The city is a spreadsheet
laid on the plains block upon block.
There are some in their airless offices
who affect nothing.
Don’t count on it.

In the hidden mathematics of the city
there are unexpected connections.
You might add a small number
at a crucial junction
and buses run late all over town.
Hum a tune and you might see
a single bird fly over,
or dancing break out in the streets.

And watch that girl with the blue hair,
when she enters the equation,
how it changes everything.





North American Periodic Cicada

It will happen like this:
after the struggle, he will leave in haste,
return with a spade and dig
a shallow grave.

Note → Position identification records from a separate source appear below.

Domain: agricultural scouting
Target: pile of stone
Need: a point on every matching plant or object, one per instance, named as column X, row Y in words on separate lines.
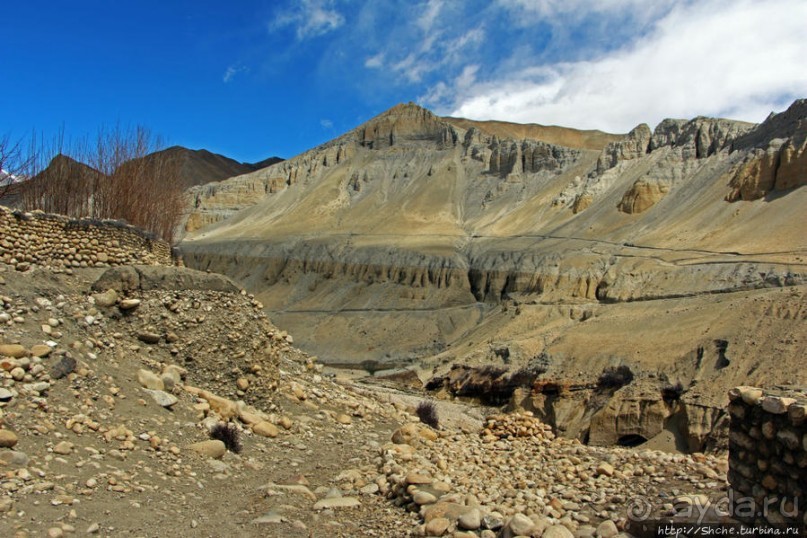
column 55, row 241
column 516, row 425
column 514, row 478
column 768, row 456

The dead one
will not be missed for a week
until the neighbour becomes anxious
about the overflowing mailbox,
The assailant is long gone.

Or, it will happen like this:
he will dig a shallow grave.
Too shallow. A boy will walk with his dog
through these woods. The dog will sniff
the freshly dug earth, paw at it,
uncover what has been done.
The assailant, blood on his shirt,
will be stopped at a police roadblock
crossing into the next state.

No, this is what will happen.
On a day in six thousand
there is a struggle in the woods.
Later, on that night in six thousand,
a horde of insects crawl from the ground,
make their way around the corpse, through
the soft earth, up the trunks of trees. They split
their shells, emerge soft bodied.
Billions of creatures harden on branches
until by daytime they take to the air.
Before the boy comes by with his curious dog,
empty shells will rain honey-coloured,
covering the ground for miles.
The woods crunch underfoot. The boy
will not venture far in, the dog
will not spot the soft earth.
There will be no manhunt until
the assailant is several states away,
living a new life. The secret is his alone
The cicadas, deep underground
for another seventeen years do not know
what they have hidden.





What the Fence Knows

You can hold a hillside together
with number eight wire. The fence knows
how to Strainrite.
It is the guardian of lost things,
hidden in its long grass skirts –
a ball of string, a pocket knife,
the lens cap for a camera,
a woman’s lost confidence.
On the other side of the fence,
she is planting lettuces in the dark.
The moon comes out from behind a cloud
and shines on the scarecrow with the torn face.